Right now, there are about 185 items in the collection, including clothes designed by famous Hoosiers Bill Blass and Halston.
Gould said that while she’d like to get items for this collection from famous Hoosiers, an important part of collecting is finding items that reflect the everyday lives of LGBTQ+ Hoosiers.
“Not everything is about marriage equality or sexuality,” she said. “There’s the life in the middle, right?”
Collecting is a long and often slow process, said Gould, who joined the museum and historic sites’ staff in 2001. It involves reaching out and becoming more active and visible. In the case of this collection, it means going to Pride festivals, handing out business cards to make connections, asking people to spread the word.
In addition, adding staff and specializing in collecting areas “has helped us focus on more collecting areas than we have in the past.”
Then there’s finding the right items. Gould hasn’t been able to get a rainbow flag.
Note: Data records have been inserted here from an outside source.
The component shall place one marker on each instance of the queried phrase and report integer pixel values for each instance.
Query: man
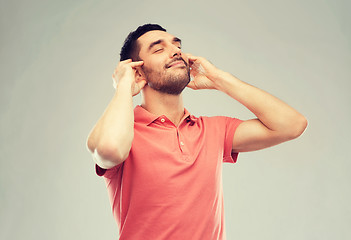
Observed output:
(162, 165)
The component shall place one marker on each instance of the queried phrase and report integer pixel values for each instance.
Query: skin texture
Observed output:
(161, 76)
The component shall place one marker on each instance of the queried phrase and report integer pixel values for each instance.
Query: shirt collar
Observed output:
(141, 115)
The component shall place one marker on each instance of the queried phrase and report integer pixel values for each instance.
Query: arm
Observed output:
(111, 138)
(276, 121)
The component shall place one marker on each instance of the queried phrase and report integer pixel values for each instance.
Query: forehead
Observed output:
(146, 39)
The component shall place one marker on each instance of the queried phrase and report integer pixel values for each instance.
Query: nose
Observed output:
(175, 51)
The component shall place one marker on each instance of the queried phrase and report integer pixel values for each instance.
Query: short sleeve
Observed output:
(107, 173)
(231, 126)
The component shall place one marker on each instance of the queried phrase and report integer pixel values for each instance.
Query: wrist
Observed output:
(124, 86)
(224, 80)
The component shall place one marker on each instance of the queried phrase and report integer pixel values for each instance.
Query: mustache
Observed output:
(174, 60)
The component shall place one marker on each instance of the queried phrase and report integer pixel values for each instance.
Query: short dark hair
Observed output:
(130, 48)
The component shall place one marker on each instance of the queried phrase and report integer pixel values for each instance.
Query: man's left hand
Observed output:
(204, 74)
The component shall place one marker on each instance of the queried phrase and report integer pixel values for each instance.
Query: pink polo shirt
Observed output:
(170, 186)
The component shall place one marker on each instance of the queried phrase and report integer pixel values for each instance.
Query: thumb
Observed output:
(192, 85)
(141, 83)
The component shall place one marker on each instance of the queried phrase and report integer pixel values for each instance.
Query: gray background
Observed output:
(57, 59)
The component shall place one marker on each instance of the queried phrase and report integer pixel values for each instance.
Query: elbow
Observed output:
(298, 127)
(108, 156)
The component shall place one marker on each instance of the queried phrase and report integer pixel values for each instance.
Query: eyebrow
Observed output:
(175, 39)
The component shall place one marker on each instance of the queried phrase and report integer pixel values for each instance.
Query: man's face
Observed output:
(165, 67)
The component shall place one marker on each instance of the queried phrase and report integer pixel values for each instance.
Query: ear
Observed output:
(139, 75)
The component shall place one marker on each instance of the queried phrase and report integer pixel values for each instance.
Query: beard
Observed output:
(168, 80)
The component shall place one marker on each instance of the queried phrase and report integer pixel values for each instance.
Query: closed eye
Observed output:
(158, 50)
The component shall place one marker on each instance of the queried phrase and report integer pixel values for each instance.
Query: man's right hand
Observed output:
(127, 72)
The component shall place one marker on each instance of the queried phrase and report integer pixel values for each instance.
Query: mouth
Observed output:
(177, 63)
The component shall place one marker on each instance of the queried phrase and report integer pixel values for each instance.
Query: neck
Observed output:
(159, 103)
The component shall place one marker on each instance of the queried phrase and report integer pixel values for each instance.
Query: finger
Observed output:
(142, 84)
(191, 57)
(124, 62)
(136, 64)
(191, 85)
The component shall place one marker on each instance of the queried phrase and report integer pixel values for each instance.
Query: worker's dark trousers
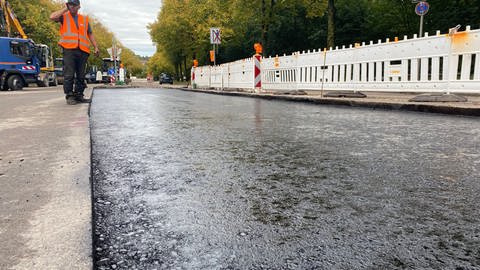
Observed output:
(74, 61)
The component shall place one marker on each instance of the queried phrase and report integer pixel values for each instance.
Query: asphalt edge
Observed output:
(92, 194)
(392, 106)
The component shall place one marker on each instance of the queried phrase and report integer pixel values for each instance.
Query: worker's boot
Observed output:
(81, 99)
(71, 100)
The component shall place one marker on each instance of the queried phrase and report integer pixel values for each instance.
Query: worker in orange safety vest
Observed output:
(75, 37)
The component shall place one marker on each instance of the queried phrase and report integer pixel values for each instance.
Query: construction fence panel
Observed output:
(439, 63)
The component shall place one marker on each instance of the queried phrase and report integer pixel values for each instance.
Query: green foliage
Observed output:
(284, 26)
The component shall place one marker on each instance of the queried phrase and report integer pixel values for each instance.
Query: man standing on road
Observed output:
(75, 37)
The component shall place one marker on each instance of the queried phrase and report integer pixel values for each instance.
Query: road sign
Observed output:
(215, 37)
(111, 52)
(422, 8)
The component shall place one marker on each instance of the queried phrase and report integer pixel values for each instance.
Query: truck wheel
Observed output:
(15, 82)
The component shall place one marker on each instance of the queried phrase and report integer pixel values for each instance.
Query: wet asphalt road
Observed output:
(186, 180)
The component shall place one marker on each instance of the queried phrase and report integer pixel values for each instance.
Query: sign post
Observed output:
(215, 39)
(421, 9)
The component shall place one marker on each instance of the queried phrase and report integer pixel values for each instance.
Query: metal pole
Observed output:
(420, 34)
(323, 67)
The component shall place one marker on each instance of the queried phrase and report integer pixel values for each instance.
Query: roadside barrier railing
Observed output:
(442, 63)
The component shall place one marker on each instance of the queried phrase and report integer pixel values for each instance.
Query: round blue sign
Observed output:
(422, 8)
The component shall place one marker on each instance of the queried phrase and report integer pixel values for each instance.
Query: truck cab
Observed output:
(19, 64)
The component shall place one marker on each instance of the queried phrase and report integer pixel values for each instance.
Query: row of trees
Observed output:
(181, 30)
(34, 18)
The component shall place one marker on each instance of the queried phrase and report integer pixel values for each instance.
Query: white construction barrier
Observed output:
(440, 63)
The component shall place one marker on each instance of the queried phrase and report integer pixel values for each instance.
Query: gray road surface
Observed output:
(195, 181)
(45, 202)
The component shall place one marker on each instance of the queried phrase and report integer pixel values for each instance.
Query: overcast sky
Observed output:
(127, 19)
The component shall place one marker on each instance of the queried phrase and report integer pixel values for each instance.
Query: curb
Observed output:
(417, 107)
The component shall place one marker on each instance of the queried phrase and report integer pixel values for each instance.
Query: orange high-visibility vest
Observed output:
(71, 36)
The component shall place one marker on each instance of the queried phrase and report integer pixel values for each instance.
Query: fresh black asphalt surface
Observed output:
(187, 180)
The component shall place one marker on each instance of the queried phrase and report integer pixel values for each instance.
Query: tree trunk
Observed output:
(331, 24)
(266, 20)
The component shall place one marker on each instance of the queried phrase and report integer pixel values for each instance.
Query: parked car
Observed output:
(165, 78)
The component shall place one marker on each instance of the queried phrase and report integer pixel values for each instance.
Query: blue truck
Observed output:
(19, 64)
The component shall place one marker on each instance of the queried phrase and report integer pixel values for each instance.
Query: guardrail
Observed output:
(440, 63)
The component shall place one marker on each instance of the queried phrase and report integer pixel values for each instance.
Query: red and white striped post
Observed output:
(257, 60)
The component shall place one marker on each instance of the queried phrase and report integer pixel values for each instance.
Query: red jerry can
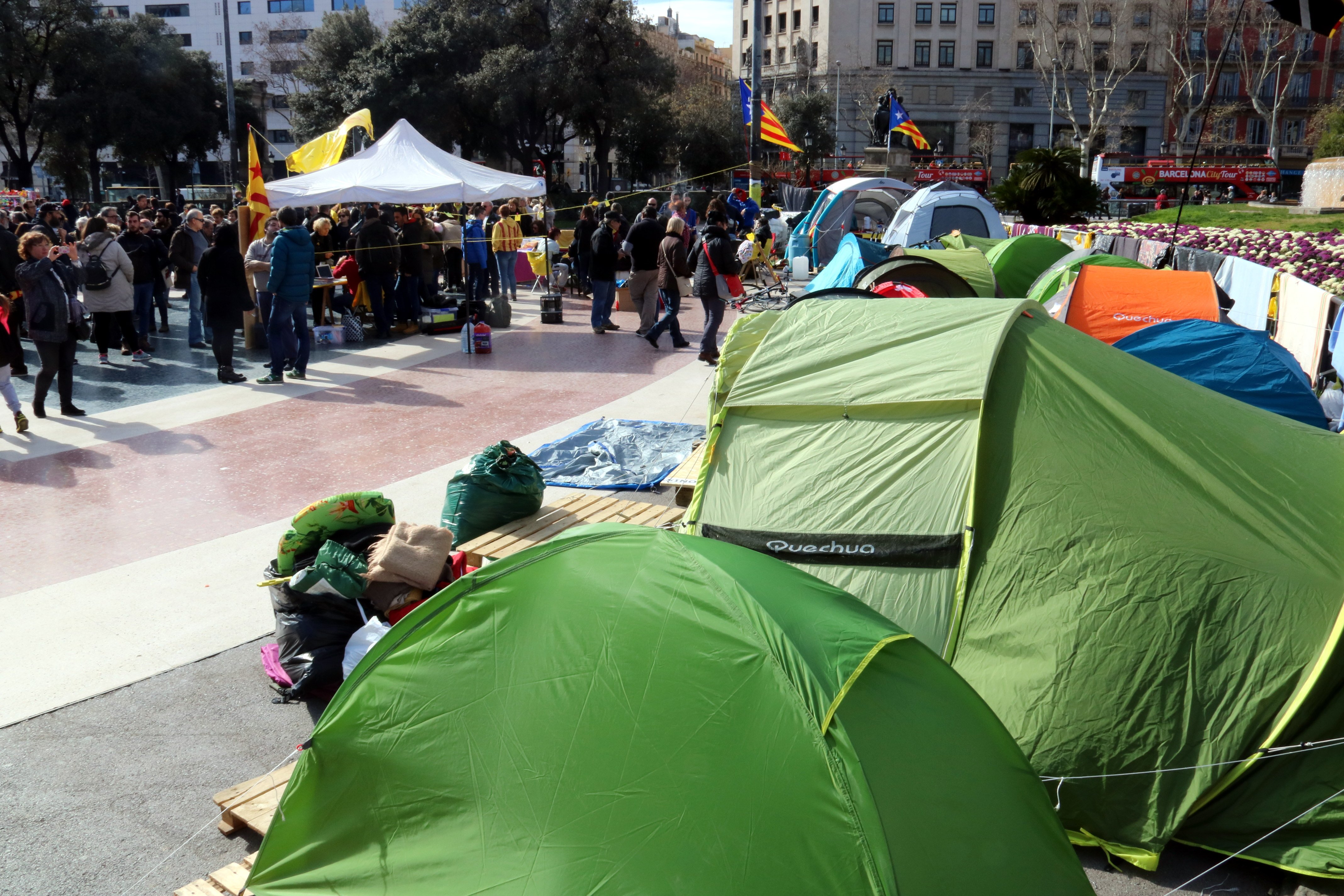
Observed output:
(482, 334)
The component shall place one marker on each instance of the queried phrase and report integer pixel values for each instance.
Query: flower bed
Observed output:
(1315, 257)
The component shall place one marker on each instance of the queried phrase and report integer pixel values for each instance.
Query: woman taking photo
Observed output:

She could buy one, of course, but she wants something more than just a run-of-the-mill flag. “There’s a difference between that and ‘This is the flag I hung in my dorm room at IU in 1987,’” she said. “That’s what I’m looking for – something that has that contextual meaning.”
And while “we don’t have enough of a collection to do an exhibit,” Gould is hoping that will happen someday.
“We’re still building toward that,” she said. “But right now, we’re collecting the stories and the objects, building the collection and making this a priority.”